Exercise 6. [10] In the binary method (10), the text states that the low-order bit of X is random, if the code is performed repeatedly. Why isn't the entire word X random?
Verified: no
Solve time: 2m11s
In the binary method (10), the contents of $X$ form a shift-register sequence determined by a primitive polynomial modulo $2$. If the word has $k$ bits, the nonzero states of $X$ run through a cycle of length $2^k-1$. Thus each individual state occurs exactly once per period, and the next state is completely determined by the present one.

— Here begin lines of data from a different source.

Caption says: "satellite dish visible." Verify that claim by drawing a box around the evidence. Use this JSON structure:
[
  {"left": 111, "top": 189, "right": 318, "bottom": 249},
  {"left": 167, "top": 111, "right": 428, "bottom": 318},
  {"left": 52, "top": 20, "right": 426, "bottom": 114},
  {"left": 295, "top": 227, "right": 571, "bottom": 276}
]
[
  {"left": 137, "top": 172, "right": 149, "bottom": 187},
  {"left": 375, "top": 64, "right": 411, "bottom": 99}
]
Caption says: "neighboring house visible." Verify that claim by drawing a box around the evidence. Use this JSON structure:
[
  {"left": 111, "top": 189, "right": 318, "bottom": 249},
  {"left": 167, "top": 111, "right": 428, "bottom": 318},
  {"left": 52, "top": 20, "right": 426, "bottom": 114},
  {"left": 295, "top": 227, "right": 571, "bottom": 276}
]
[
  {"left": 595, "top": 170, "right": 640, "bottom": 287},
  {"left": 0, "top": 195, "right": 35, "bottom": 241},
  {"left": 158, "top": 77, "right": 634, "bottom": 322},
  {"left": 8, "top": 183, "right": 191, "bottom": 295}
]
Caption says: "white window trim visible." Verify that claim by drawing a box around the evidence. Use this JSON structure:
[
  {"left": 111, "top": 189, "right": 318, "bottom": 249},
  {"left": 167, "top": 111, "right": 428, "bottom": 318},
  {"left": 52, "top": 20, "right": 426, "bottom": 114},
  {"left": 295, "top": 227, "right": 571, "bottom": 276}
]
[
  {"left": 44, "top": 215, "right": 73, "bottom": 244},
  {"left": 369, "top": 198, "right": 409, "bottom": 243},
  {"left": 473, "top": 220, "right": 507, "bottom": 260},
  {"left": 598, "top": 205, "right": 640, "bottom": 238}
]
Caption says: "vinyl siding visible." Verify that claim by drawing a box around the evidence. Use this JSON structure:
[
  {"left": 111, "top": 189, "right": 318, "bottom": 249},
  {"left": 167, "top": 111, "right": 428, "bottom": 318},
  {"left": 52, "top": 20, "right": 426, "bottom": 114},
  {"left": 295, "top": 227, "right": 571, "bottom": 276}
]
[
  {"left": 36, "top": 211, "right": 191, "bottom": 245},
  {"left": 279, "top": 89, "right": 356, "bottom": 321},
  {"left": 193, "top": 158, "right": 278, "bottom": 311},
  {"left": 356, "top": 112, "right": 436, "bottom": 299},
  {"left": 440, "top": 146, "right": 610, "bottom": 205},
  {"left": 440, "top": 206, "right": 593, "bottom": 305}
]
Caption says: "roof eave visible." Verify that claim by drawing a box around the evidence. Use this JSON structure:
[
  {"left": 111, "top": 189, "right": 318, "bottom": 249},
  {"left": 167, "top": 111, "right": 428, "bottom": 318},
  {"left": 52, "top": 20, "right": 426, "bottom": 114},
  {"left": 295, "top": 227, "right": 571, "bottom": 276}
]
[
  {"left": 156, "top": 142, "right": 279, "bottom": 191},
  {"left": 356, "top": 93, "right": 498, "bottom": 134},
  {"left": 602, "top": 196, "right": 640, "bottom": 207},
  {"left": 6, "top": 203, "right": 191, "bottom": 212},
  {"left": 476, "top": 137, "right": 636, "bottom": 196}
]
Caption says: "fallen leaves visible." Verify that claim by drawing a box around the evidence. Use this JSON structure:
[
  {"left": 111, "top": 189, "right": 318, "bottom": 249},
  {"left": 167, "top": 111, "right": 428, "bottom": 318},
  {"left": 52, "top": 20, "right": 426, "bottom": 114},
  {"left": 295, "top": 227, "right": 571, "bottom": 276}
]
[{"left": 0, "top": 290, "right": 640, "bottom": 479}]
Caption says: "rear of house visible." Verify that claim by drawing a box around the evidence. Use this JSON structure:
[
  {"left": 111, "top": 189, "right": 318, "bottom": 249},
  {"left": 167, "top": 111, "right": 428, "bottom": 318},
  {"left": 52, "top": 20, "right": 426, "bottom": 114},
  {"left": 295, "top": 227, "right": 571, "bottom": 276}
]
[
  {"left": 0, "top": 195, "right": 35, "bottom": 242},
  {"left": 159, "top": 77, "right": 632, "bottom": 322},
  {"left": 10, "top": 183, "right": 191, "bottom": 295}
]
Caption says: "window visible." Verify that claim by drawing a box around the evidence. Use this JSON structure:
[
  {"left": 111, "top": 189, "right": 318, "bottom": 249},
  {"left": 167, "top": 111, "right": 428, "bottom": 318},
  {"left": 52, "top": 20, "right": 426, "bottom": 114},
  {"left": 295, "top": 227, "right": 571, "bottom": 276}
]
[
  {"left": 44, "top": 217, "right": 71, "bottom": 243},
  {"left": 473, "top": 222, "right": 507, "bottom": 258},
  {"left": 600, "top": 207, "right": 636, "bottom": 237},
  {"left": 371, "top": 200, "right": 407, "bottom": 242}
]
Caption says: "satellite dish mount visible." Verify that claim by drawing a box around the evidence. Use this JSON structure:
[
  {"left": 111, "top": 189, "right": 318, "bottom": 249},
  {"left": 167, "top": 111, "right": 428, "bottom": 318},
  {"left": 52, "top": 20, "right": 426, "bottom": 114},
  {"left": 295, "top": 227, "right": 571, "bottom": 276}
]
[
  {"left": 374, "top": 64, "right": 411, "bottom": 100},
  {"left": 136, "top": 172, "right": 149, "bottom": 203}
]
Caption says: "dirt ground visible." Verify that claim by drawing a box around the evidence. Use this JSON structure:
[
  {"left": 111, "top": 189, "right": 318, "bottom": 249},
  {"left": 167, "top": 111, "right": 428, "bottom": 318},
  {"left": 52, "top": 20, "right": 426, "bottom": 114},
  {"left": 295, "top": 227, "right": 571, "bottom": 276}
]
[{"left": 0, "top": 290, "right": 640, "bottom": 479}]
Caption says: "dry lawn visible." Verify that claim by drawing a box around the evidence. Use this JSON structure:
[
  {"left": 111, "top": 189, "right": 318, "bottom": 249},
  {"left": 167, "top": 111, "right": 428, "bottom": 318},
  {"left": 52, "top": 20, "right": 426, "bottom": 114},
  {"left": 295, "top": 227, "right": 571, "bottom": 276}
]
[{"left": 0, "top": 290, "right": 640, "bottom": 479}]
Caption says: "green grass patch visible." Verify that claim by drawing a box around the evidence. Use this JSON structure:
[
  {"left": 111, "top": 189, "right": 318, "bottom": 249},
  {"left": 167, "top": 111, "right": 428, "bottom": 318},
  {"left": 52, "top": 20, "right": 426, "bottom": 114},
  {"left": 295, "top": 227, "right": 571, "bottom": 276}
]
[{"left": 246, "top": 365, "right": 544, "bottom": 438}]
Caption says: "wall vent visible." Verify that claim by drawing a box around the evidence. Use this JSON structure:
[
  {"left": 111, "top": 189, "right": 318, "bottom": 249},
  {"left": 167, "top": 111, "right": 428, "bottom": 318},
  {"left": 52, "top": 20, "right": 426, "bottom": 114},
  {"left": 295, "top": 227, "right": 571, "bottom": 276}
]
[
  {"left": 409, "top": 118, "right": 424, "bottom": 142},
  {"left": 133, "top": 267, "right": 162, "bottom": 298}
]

The low-order bit of $X$, observed at successive times, is random in the sense that it passes through the same binary sequence as a maximal-period linear recurrence modulo $2$; over a full period it contains $2^{k-1}$ ones and $2^{k-1}-1$ zeros. But the entire word $X$ is not random, because its bits are highly constrained. At every step, $k-1$ bits of the new word are obtained merely by shifting the old word one position. Hence successive words satisfy fixed linear relations, and only $2^k-1$ of the $2^k$ possible words can ever occur. The state determines its successor uniquely, so consecutive words are far from independent.